Una band che possiede invece una propria identità specifica sono i Fever Ray. Progetto solista di Karin Elisabeth Dreijer Andersson, già nota per la sua appartenenza, con il fratello, agli Knife che con "Silent Shout" hanno lasciato una traccia profonda nei territori electro degli anni 2000. L'omonimo album del 2009 ha riscosso unanimemente critiche positive e il gruppo, nell'esibizione live iniziata alle 23.30, impreziosita da splendidi giochi di luci e fasci luminosi proiettati nell'hangar 4, riesce in pieno a trasmettere agli spettatori le oscillazioni così caratteristiche della sua musica, allo stesso tempo glaciale e trascinante, scarna e melodica. Fra tutte le canzoni ricordiamo lo splendore di "When I Grow Up", mentre "Triangle Walks" si sveste sublime, con decine di lampade che scandiscono il ritmo sul palco, accompagnando i membri del gruppo e l'affollatissima platea verso l'oscurità e la bellezza del suono, dello spazio.

 

È ormai l'una di notte quando raggiungiamo l'hangar 5, dall'altra parte dell'aeroporto, dove è presente lo stage dell'etichetta City Slang, che festeggia 20 anni di attività (e lo farà in grande a novembre con tre giorni di concerti con Broken Social Scene, Yo La Tengo, Calexico, Tortoise, Menomena, Lambchop, Alexi Murdoch). Da un'ottima posizione si può assistere all'imminente concerto di Caribou, il matematico canadese, deus ex machina di un progetto electro-pop fra i più coinvolgenti degli ultimi anni, con dischi come "Andorra" (2007) e "Swim" (2010) che hanno mostrato una invidiabile capacità di unire tessuti elettronici e predisposizione alla melodia (spesso piuttosto surf e retrò), situando il sound in territori non troppo distanti da quelli di Animal Collective e Four Tet. L'hangar è strapieno, quando all'una e mezza i quattro membri della band (Daniel si alternerà fra chitarra, tastiera e batteria) entrano sul palco con fare molto easy e attaccano "Leave House", una delle canzoni più ispirate di "Swim. "Melody Day", il pezzo simbolo di "Andorra" viene presentato in una versione piuttosto minimale, ma lo stesso convincente, da un gruppo che mostra grande affiatamento. Daniel fa gli auguri alla City Slang, poi l'area strapiena accoglie con un boato "Odessa" , singolo dell'ultimo album. Il finale è riservato a "Sun", progressione elettronica di sapore tecno-house che chiude il concerto - bello e davvero molto indie - di Caribou.

 

A questo punto succede l'imprevisto: gli organizzatori sono infatti costretti a interrompere i concerti e i dj-set alle 2.30, praticamente subito dopo il concerto di Caribou, per motivi di sicurezza, per problemi relativi ad un eccessiva concentrazione di folla all'ingresso dell'hangar 4, che avrebbe previsto il dj-set di 2many Djs, che viene così annullato, al pari di quello di Fatboy Slim. Per la serata di sabato è stato poi deciso di anticipare la chiusura di tutti i concerti alle 23.
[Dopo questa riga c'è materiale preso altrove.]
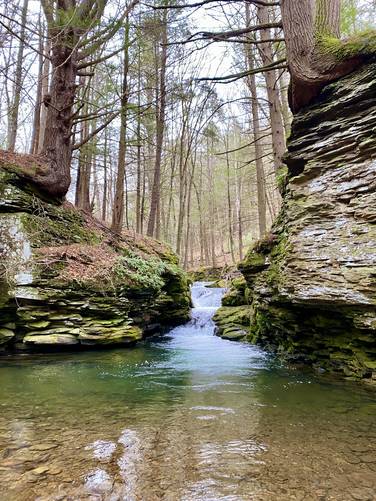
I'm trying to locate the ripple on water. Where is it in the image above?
[0,284,376,501]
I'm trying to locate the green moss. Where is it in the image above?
[276,165,289,194]
[22,207,101,247]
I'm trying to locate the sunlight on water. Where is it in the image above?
[0,284,376,501]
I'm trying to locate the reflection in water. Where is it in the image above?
[0,284,376,501]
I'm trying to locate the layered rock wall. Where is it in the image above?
[0,169,190,352]
[216,63,376,379]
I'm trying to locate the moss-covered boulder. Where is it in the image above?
[0,165,190,351]
[213,305,253,341]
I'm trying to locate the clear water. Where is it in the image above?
[0,284,376,501]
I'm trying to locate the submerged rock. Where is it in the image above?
[0,168,190,352]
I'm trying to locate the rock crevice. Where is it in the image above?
[216,63,376,380]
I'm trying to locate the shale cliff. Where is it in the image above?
[0,165,190,352]
[217,63,376,380]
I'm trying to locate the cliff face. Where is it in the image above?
[0,165,190,352]
[214,63,376,379]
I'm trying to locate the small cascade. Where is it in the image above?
[191,282,226,330]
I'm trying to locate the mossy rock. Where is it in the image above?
[213,305,253,340]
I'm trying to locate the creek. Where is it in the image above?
[0,283,376,501]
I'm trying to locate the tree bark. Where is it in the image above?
[111,19,129,234]
[281,0,361,113]
[147,10,168,238]
[245,3,266,238]
[257,1,286,171]
[7,0,29,151]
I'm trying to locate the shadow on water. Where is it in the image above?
[0,283,376,501]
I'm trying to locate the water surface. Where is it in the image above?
[0,284,376,501]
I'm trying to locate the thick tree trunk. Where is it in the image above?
[102,130,108,222]
[37,39,77,198]
[281,0,360,113]
[111,19,129,234]
[7,0,29,151]
[245,4,266,238]
[36,40,51,153]
[147,9,167,237]
[30,17,43,154]
[257,1,286,170]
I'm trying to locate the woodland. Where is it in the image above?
[0,0,375,268]
[0,0,376,501]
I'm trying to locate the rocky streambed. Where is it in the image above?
[0,284,376,501]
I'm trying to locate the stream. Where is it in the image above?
[0,283,376,501]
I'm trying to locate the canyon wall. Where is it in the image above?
[0,164,190,353]
[217,63,376,380]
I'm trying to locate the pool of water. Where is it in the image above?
[0,284,376,501]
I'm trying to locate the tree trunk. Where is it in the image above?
[7,0,29,151]
[257,1,286,170]
[30,17,43,154]
[245,3,266,238]
[281,0,360,113]
[102,129,108,222]
[36,34,77,198]
[111,19,129,234]
[147,9,168,237]
[37,40,51,153]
Gli organizzatori così si sono espressi sul sito ufficiale del Berlin Festival: "Discontinuing the festival was indeed a very hard decision that many might think of as too cautious", ovviamente la mente va alla tragedia della Love Parade del 24 luglio scorso, che costò la vita a 19 persone. Qualcosa evidentemente non ha funzionato; ad ogni modo, prima dell'interruzione, abbiamo potuto assistere a diversi concerti di ottimo livello.

 

È stata, comunque, una notte da ricordare, a dispetto della chiusura anticipata del programma, con diversi concerti degni di nota di artisti importanti dell'universo indie. Il tutto all'interno di uno spazio particolarmente suggestivo, certamente valore aggiunto di un Berlin Festival che, nonostante i problemi organizzativi, ha mostrato indubbie potenzialità, che ne lasciano immaginare - perché no - un futuro di primo piano, nei prossimi anni, nel panorama dei festival musicali internazionali.